В качестве провинциального актера, Тройский любил карты, вранье и рябиновую водку с сухим балыком. С утра он уже напивался, в полдень являлась депутация армавирских армян, приносила установленную часть контрибуции, взимавшейся в рассрочку, и начинался картеж. Играл Тройский честно: т. е. выигравших не вешал, как это любил делать Махно, но наутро выигравший облагался усиленными поборами якобы в пользу "первой красной гимназии имени Энгельса".

   Предпочитая всему в мире мир, пижамы, мягкие диваны, чужие папиросы, Тройский воевал чрезвычайно неохотно и вообще оказался штатским нахалом. На седьмой неделе Таманские солдаты сожгли его вместе с вагоном, картами и тремя армянами.

   Хозяином Ставропольской губернии оказался Сорокин. Простой майкопский казак, зауряд-фельдшер, вор-рецидивист, неоднократно избиваемый своими станичниками, Сорокин был, без сомнения, настоящим самородком, какого может уродить только русский чернозем.
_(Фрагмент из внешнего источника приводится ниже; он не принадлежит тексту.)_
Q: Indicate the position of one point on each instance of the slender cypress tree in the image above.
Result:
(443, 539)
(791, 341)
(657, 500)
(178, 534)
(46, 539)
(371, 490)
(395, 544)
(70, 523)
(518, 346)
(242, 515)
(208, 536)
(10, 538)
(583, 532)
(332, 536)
   Произведенный за исключительную храбрость и сметливость в прапорщики, добравшись на 3-ий год войны до командования сотней, Сорокин за кражу бумажника у полкового командира был разжалован обратно в солдаты. Революция застала его в пятой казачьей дивизии, расквартированной в Финляндии. Нацепив красную кокарду, срывая погоны со своих и чужих офицеров, произнося блестящие демагогические речи, Сорокин при большевиках был избран командиром дивизии; во главе разложившихся, разоружившихся кубанцев он вернулся в родные степи и сразу стал диктатором Ставропольской губернии и большей части Кубанской области. При защите Екатеринодара от штурма корниловцев (апрель 1918) и при последующих боях с Деникиным он развернулся первоклассным стратегом. Реорганизовал армию, обмундировал и вооружил свой сброд, и к осени (в боях под Ставрополем) едва не разгромил всю Добровольческую армию. Этого главковерха из фельдшеров отличал сам покойный Алексеев, глядевший с большой тревогой на его острые, всегда неожиданные операции.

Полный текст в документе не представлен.